You're already taking some great next steps: figuring out counselling (couples and individual), decreasing his portions, trying to offer him healthy grazing alternatives... you're taking great steps.
But I'll be honest with you... this answer concerns me re: what will you do if he doesn't take any steps in a healthier direction:
Originally Posted by AtYourCervices
Best thing I can do is do what I do. Set a good example. Maybe inspire him with my own weight loss. I'll be starting my own bank account, and maybe start a joint account at that time so he can still have "his" bank account, but then have the joint account in both our names for the to pay bills with and use his existing account in his name for his "allowance". I will be scheduling doctors appointments for the kids and myself soon so I'll just schedule his appointment at the same time.
I guess I am worried that you're not seriously considering the "What if?" re: him not taking real steps to get help. This situation sounds like many other addiction/illness/denial situations, and the really hard, sad, complicated fact is: not everyone chooses to help themselves or take concrete steps in that direction.

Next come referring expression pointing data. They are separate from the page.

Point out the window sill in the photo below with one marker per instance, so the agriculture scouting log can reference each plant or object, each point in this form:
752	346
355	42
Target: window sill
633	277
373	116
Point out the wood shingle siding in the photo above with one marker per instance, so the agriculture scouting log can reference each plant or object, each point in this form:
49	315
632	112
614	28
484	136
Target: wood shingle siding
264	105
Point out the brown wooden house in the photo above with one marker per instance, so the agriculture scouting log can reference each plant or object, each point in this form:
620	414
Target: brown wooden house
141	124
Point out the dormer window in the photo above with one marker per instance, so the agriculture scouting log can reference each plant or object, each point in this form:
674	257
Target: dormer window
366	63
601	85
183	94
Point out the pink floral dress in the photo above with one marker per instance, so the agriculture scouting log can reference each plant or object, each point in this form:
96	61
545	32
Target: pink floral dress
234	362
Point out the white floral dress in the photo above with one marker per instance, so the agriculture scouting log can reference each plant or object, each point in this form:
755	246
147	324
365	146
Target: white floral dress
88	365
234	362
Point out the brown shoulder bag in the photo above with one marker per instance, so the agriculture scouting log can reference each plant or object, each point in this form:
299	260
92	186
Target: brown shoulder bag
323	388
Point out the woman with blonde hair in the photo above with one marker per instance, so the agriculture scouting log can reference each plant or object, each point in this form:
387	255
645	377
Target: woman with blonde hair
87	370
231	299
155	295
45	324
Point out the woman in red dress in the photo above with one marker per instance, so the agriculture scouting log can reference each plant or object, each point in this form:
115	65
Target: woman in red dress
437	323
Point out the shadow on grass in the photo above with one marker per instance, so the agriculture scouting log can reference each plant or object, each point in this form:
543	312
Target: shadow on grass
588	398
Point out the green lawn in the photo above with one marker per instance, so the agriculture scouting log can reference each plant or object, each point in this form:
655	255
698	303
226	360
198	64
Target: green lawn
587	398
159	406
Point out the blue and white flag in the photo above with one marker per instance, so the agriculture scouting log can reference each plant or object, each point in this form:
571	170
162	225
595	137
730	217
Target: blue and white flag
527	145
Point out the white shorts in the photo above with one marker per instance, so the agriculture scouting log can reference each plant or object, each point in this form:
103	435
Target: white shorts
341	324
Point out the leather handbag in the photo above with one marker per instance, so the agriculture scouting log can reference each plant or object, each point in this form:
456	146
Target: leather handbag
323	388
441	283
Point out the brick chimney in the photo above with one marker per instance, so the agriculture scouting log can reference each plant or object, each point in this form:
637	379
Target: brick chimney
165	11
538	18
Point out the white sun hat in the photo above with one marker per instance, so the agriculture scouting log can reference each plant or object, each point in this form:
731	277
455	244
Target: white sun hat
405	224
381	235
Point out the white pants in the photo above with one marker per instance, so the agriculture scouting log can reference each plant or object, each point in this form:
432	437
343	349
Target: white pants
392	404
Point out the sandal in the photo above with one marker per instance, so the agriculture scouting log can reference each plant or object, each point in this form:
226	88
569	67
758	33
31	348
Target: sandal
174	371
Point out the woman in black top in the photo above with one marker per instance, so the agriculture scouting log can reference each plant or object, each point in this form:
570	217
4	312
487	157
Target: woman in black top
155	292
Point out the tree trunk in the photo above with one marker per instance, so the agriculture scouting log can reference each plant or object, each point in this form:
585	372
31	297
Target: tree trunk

The reason it is so important to get clear that you *may* find yourself in a position to have to make choices for you and your kids if things continue to be really unhealthy is that - IMHO - getting clear about what you feel is a minimum of healthy behavior you and your kids need from him and with him is key to you standing your ground and him understanding what he risks losing if he doesn't take this seriously. I'm not talking about threatening him with walking out or anything like that at this time. But I am talking about you having serious talks with yourself and him re: his unwillingness to 1) acknowledge that the present situation is unhealthy and unsustainable; 2) take real steps to trying to see both his "issue" and possible solutions differently, and then work on them, and 3) how a lack of action/progress on his part would affect you and your kids and why this is so serious.
If you continue to have an enabling "I'll just try to model and hope he follows along" attitude with no plan or feeling that there is such a thing as "too much" in this situation where you'd have to take serious steps on behalf of yoruself and your kids, he most likely won't feel like he needs to change, because what will he lose? Nothing. If nothing will change no matter how bad it gets, why change?
Hopefully early on in these new steps your taking he'll hear/feel something that will inspire him to address all this himself, so he feels better and his family is better off. But from experience dealing with many many families with similar dynamics (from what you've said so far), if the other partner isn't clear that this could get really serious and that you're willing to do what you need to for your health and wellbeing and your kids' wellbeing, often the partner with the major issue stays in denial and everything just deteriorates.
That's why I'm so glad you'll go to counseling for yourself, no matter whatever else happens. That's really important.
Re: the bank account, does he have direct deposit for his paycheck? It really doesn't matter what other accts you have (joint or separate) if his paycheck goes into an acct that you have no access to. You'd still have to depend on him to transfer the money to your acct so you could manage things, and he could mis-spend before doing that. If you're going to manage your funds, you need access to wherever the money is deposited, WHEN it's deposited. But if he gets paper paychecks and signs them over to you, then the above isn't an issue.
You're taking great great steps... I just hope you'll look at his willingness (or lack thereof) to take even baby steps towards healthier behavior (and yes, putting back the mountain dew is a tiny baby step, but I'm talking bigger steps than that initially to show he's really considering that this is a big issue) and figure out your own needed steps in accordance to how well/how badly things seem to be moving.
Best of luck to you... it's such a hard situation but there are solutions, if you're both willing to be open and work hard on each of your parts.